Majorana dark matter in a classically scale invariant model
Sanjin Benic, Branimir Radovcic
TL;DR
The paper investigates a scale-invariant extension of the Standard Model with a dark $U(1)_X$ that is broken radiatively via the Coleman–Weinberg mechanism, generating masses and introducing two stable Majorana DM candidates $N_1$ and $N_2$. DM phenomenology hinges on two annihilation channels within the dark sector and a suppressed Higgs-portal coupling to the SM; relic abundance, LUX direct-detection, and LHC constraints bound the parameter space, yielding a viable DM mass range of roughly 470 GeV to a few TeV and a heavy $X$-boson ($m_X \\gtrsim 680$ GeV).

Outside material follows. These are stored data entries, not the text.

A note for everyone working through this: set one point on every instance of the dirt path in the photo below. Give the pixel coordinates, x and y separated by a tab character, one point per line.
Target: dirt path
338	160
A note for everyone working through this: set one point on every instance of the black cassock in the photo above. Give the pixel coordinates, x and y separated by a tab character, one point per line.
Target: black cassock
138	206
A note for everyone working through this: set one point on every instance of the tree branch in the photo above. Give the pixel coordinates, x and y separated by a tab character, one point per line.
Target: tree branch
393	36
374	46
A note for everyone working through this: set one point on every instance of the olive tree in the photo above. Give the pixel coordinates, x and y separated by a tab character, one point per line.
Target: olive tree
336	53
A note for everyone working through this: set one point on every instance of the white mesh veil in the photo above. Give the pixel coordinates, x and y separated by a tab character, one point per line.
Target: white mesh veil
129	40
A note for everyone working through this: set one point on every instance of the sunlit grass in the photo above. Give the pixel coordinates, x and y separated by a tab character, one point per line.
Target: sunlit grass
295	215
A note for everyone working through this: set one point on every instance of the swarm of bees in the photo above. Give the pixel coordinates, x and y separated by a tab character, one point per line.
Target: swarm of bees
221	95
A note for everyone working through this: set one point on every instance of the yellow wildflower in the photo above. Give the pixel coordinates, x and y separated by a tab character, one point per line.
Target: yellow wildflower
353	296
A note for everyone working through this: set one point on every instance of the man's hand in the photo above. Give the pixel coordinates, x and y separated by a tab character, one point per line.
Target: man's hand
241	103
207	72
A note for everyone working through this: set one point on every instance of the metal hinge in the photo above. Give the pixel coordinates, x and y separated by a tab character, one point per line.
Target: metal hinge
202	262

In the degenerate-mass scenario both DM species contribute equally, while in the non-degenerate case $N_1$ dominates the relic density and leads to two distinct direct-detection signals that could be tested by XENON1T/LZ. The results link the electroweak and DM scales through radiative symmetry breaking and highlight future experimental tests in direct detection and collider phenomenology.
Abstract
We analyze a classically scale invariant extension of the Standard Model with dark gauge $U(1)_X$ broken by doubly charge scalar $Φ$ leaving a remnant $Z_2$ symmetry. Dark fermions are introduced as dark matter candidates and for anomaly reasons we introduce two chiral fermions. Due to classical scale invariance, bare mass term that would mix these two states is absent and they end up as stable Majorana fermions $N_1$ and $N_2$. We calculate cross sections for $N_aN_a \to φφ$, $N_aN_a \to X^μφ$ and $N_2N_2 \to N_1N_1$ annihilation channels. We put constraints to the model from the Higgs searches at the LHC, dark matter relic abundance and dark matter direct detection limits by LUX. The dark gauge boson plays a crucial role in the Coleman-Weinberg mechanism and has to be heavier then 680 GeV. The viable mass region for dark matter is from 470 GeV up to a few TeV. In the case when two Majorana fermions have different masses, two dark matter signals at direct detection experiments could provide a distinctive signature of this model.